Africa-Press – Gabon. Alors que des collectifs spontanés viennent de secouer simultanément l’éducation, le pétrole et l’université, le gouvernement annonce une réforme destinée à «assainir l’action syndicale» et à faire des élections professionnelles le «baromètre exclusif de la représentativité syndicale». Modernisation du dialogue social ou reprise en main stratégique face à une conflictualité devenue imprévisible? Derrière les formules officielles, c’est toute la grammaire du rapport de force qui est en train de changer.
Concernant le syndicalisme, le conclave gouvernemental du 26 février 2026 ne se contente pas d’annoncer une réforme technique. Il trace une ligne politique claire concernant sa pratique. Il faut dire que le «Projet d’ordonnance fixant le régime des organisations professionnelles des personnels régis par le Code du Travail en République Gabonaise» ne surgit pas dans le vide. Il intervient au moment précis où le paysage social gabonais connaît une mutation silencieuse mais profonde: l’émergence de collectifs spontanés, horizontaux, non adossés aux centrales traditionnelles, sans leaders identifiés pouvant négocier en off ou en arrière-boutique. SOS Éducation dans le primaire et le secondaire. SOS Pétroliers à Port-Gentil, dans un secteur qui fait trembler le pays à chaque arrêt d’activité. ‘’Intelligentsia’’ dans l’enseignement supérieur, réunissant enseignants-chercheurs, contractuels, vacataires et chargés de cours issus de cinq établissements publics stratégiques. Trois secteurs névralgiques. Trois dynamiques hors cadre classique.
C’est dans ce contexte que le gouvernement annonce un projet d’ordonnance visant à «combler un vide juridique constitutionnel» et à «assainir l’action syndicale».

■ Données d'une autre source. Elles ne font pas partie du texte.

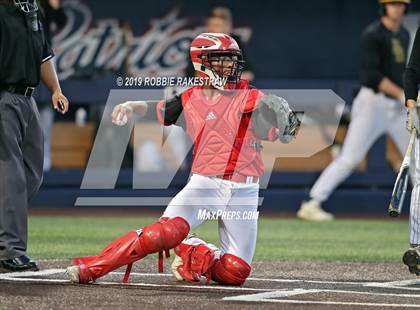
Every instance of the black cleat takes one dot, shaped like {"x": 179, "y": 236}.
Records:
{"x": 411, "y": 258}
{"x": 18, "y": 264}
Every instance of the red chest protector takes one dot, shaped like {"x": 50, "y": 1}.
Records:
{"x": 222, "y": 131}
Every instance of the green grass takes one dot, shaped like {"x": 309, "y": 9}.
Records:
{"x": 278, "y": 239}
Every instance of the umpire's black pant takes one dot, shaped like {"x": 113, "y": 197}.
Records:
{"x": 21, "y": 160}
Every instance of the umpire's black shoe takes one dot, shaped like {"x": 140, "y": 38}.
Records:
{"x": 18, "y": 264}
{"x": 411, "y": 258}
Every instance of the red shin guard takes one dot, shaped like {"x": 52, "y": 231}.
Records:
{"x": 162, "y": 235}
{"x": 231, "y": 270}
{"x": 197, "y": 261}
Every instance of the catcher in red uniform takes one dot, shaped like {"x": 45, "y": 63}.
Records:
{"x": 226, "y": 119}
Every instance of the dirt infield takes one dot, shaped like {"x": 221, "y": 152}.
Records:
{"x": 272, "y": 285}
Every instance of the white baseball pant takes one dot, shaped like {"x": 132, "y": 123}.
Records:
{"x": 373, "y": 114}
{"x": 236, "y": 204}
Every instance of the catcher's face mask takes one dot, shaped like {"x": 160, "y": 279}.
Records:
{"x": 26, "y": 6}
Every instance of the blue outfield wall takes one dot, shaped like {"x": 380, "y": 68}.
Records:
{"x": 366, "y": 193}
{"x": 290, "y": 45}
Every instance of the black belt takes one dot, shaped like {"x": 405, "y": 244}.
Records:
{"x": 26, "y": 91}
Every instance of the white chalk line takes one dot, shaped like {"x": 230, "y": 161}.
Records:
{"x": 394, "y": 284}
{"x": 265, "y": 296}
{"x": 269, "y": 297}
{"x": 338, "y": 303}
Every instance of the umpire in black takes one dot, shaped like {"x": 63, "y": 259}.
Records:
{"x": 25, "y": 59}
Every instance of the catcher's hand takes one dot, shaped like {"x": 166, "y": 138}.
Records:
{"x": 288, "y": 123}
{"x": 122, "y": 113}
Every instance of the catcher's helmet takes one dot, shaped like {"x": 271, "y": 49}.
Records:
{"x": 210, "y": 48}
{"x": 26, "y": 5}
{"x": 382, "y": 3}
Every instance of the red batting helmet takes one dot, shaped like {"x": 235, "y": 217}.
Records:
{"x": 208, "y": 48}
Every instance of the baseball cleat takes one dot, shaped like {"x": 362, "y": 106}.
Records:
{"x": 311, "y": 211}
{"x": 411, "y": 259}
{"x": 72, "y": 273}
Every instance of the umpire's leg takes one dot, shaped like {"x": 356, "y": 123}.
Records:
{"x": 19, "y": 173}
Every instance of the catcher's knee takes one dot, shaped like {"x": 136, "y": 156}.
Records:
{"x": 164, "y": 234}
{"x": 231, "y": 270}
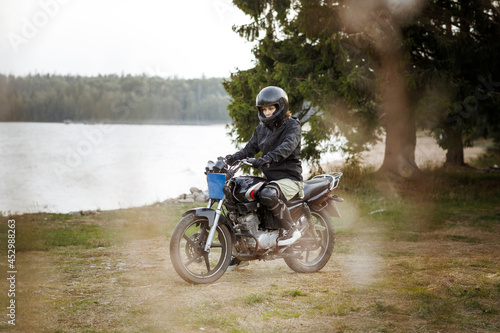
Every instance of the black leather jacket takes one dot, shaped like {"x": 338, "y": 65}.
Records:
{"x": 281, "y": 146}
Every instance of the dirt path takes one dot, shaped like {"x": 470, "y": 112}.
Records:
{"x": 369, "y": 285}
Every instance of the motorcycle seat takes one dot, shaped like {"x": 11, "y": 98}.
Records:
{"x": 312, "y": 188}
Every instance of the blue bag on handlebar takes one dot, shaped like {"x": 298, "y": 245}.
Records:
{"x": 216, "y": 182}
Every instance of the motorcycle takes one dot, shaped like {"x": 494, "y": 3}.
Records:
{"x": 205, "y": 240}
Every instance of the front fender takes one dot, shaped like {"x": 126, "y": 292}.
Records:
{"x": 209, "y": 214}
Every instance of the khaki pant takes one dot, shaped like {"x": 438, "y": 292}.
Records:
{"x": 290, "y": 187}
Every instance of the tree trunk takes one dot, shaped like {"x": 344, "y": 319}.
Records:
{"x": 401, "y": 137}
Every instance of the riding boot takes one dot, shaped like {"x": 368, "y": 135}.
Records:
{"x": 281, "y": 212}
{"x": 291, "y": 234}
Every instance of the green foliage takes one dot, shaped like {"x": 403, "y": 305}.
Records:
{"x": 301, "y": 52}
{"x": 329, "y": 69}
{"x": 111, "y": 98}
{"x": 453, "y": 47}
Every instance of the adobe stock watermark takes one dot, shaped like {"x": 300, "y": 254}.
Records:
{"x": 94, "y": 135}
{"x": 31, "y": 27}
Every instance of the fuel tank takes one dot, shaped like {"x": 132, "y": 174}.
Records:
{"x": 246, "y": 188}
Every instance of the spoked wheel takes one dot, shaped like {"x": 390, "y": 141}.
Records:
{"x": 187, "y": 250}
{"x": 315, "y": 247}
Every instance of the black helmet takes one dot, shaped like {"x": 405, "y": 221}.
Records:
{"x": 272, "y": 96}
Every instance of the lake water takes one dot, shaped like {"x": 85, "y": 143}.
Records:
{"x": 60, "y": 168}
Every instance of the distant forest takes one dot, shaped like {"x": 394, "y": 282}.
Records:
{"x": 112, "y": 98}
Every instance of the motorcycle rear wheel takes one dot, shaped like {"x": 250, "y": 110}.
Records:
{"x": 187, "y": 250}
{"x": 315, "y": 247}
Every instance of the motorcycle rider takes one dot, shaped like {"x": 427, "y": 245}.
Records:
{"x": 278, "y": 137}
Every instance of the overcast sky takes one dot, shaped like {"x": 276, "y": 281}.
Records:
{"x": 168, "y": 38}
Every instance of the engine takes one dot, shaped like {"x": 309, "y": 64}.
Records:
{"x": 249, "y": 224}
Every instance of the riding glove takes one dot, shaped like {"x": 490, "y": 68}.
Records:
{"x": 260, "y": 162}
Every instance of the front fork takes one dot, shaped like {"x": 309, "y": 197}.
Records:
{"x": 213, "y": 228}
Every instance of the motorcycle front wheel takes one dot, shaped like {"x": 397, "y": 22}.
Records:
{"x": 188, "y": 255}
{"x": 315, "y": 247}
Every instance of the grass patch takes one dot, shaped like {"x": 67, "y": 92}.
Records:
{"x": 293, "y": 293}
{"x": 255, "y": 298}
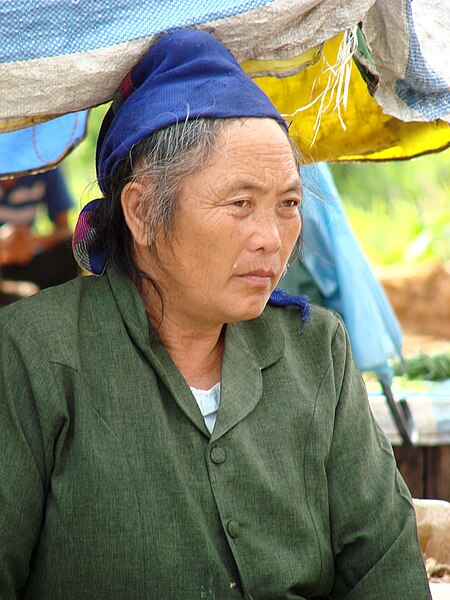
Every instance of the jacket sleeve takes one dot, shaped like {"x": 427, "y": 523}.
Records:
{"x": 26, "y": 389}
{"x": 372, "y": 518}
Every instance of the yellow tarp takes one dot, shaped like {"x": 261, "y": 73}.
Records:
{"x": 369, "y": 134}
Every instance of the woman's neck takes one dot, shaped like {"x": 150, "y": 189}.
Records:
{"x": 197, "y": 354}
{"x": 196, "y": 348}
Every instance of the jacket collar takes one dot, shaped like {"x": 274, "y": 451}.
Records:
{"x": 250, "y": 347}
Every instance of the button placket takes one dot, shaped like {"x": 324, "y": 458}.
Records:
{"x": 218, "y": 454}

Reprendre la main sur la représentativité
Le communiqué final du Conseil des ministres du 26 février annonce «la fixation de critères de constitution rigoureux, afin d’éviter la prolifération de “syndicats de circonstance”». L’expression n’est pas anodine. Elle vise explicitement les structures jugées conjoncturelles, opportunistes, éphémères. Or, que sont ces nouveaux collectifs sinon des formes d’organisation circonstancielles, nées d’une crise et structurées en dehors des circuits établis?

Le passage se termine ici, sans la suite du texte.